Lightmark exclaimed petulantly at this:
“Haven’t we discussed it all before? Haven’t you questioned me beyond all limits? Haven’t you said that you believed me? And what a time——”
“Yes, I have asked you before. Is it my fault that you have lied? Is it my fault that you have made it possible for—for someone else to prove to me, to-night, that you have deceived me? The time is not of my making. But now, I must have the truth; it is the only reparation, the last thing I shall ask of you!”
“You must be mad!” he stammered, his self-possession deserting him; “you don’t know—you have no right to speak to me like this. You don’t understand these things; you must let me judge for you——”
“The only thing I understand clearly is that you have blackened another man’s—your friend’s—memory. Isn’t that enough? Can you deny that you have allowed him to bear your shame? I know now that he was innocent; I insist that you shall tell me the rest!”
“The rest!” he repeated impatiently, shifting his attitude. “I won’t submit to this cross-examination! I have explained it all before; I decline to say any more!”

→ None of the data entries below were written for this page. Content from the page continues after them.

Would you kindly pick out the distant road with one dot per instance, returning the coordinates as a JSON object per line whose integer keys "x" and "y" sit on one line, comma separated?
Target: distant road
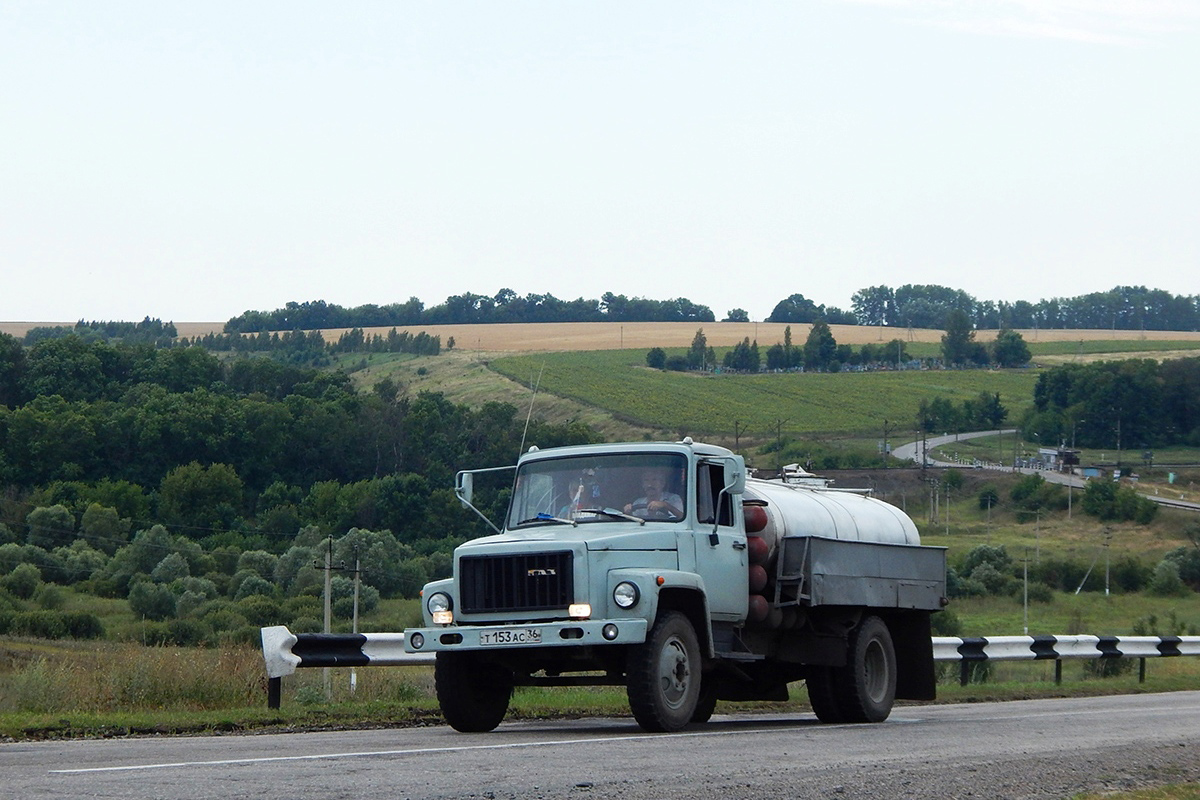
{"x": 912, "y": 451}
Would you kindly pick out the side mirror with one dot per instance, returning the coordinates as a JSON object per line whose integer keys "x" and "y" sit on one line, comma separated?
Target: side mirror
{"x": 465, "y": 487}
{"x": 735, "y": 475}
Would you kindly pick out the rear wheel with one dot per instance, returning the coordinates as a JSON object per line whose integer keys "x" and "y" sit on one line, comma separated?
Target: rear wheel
{"x": 473, "y": 693}
{"x": 865, "y": 687}
{"x": 663, "y": 675}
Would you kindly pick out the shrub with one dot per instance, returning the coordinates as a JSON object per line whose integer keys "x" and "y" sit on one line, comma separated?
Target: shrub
{"x": 946, "y": 624}
{"x": 23, "y": 581}
{"x": 993, "y": 579}
{"x": 259, "y": 609}
{"x": 43, "y": 625}
{"x": 988, "y": 498}
{"x": 151, "y": 600}
{"x": 1187, "y": 559}
{"x": 49, "y": 596}
{"x": 253, "y": 585}
{"x": 259, "y": 561}
{"x": 187, "y": 632}
{"x": 994, "y": 554}
{"x": 1167, "y": 582}
{"x": 172, "y": 567}
{"x": 1039, "y": 593}
{"x": 82, "y": 625}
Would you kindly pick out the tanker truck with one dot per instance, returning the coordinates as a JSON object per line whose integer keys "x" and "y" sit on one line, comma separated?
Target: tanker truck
{"x": 661, "y": 567}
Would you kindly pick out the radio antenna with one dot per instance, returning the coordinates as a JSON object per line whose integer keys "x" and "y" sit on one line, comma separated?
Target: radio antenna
{"x": 529, "y": 414}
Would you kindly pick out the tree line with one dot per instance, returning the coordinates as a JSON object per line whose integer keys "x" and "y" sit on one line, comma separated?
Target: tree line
{"x": 126, "y": 465}
{"x": 822, "y": 353}
{"x": 925, "y": 306}
{"x": 291, "y": 346}
{"x": 1123, "y": 405}
{"x": 1122, "y": 307}
{"x": 469, "y": 308}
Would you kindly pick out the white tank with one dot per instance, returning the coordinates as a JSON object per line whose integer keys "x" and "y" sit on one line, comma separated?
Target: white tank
{"x": 804, "y": 511}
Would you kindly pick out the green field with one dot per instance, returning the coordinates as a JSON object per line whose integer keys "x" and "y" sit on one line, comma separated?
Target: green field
{"x": 718, "y": 404}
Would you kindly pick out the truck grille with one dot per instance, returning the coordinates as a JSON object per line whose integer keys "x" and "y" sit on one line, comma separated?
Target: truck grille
{"x": 522, "y": 582}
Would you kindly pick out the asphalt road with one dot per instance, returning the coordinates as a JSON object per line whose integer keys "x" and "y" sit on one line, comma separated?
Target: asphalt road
{"x": 1037, "y": 749}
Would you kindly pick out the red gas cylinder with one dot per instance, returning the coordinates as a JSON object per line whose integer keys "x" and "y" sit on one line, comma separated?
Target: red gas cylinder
{"x": 757, "y": 578}
{"x": 759, "y": 549}
{"x": 756, "y": 518}
{"x": 759, "y": 608}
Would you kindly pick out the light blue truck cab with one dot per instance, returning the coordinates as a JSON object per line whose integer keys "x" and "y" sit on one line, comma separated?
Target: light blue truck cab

“Then you cling to your lie?”
“Lie? Pray, don’t be so sensational; you talk like the heroine of a fifth-rate drama! Who has put such a mad idea into your head? Let me warn you that there are limits to my patience!”
“I will tell you, if you will come with me and deny it to his face—if you will refute his proofs.”
“Proofs! You have no right to ask such a thing! I tell you, I have acted for the best. Why should you believe the first comer rather than me?”
“Why? You can ask why!” she interposed.
“Let me beg of you to come back with me to our guests; we shall be missed—people will talk!”
Eve shrugged her shoulders defiantly, ironically.
“You prevaricate; you won’t, you can’t be candid! There is only one other man who can tell me the truth—you make it necessary, I must go to him.”
Lightmark clenched his hand viciously upon the handle of the door.
“I decline to discuss this damnable folly any longer; if you won’t come with me I shall go alone; I shall say that you are ill—really, I think you must be!”
“Go by all means!” she replied indifferently, “but tell me first, where can I find Mr. Oswyn?”
He paused, gazing at her blankly.
“Oswyn?”
“Yes. The man who is not afraid to denounce you. If you won’t enlighten me, if you won’t clear your—your friend’s memory—it may be at the expense of your own—perhaps he will.”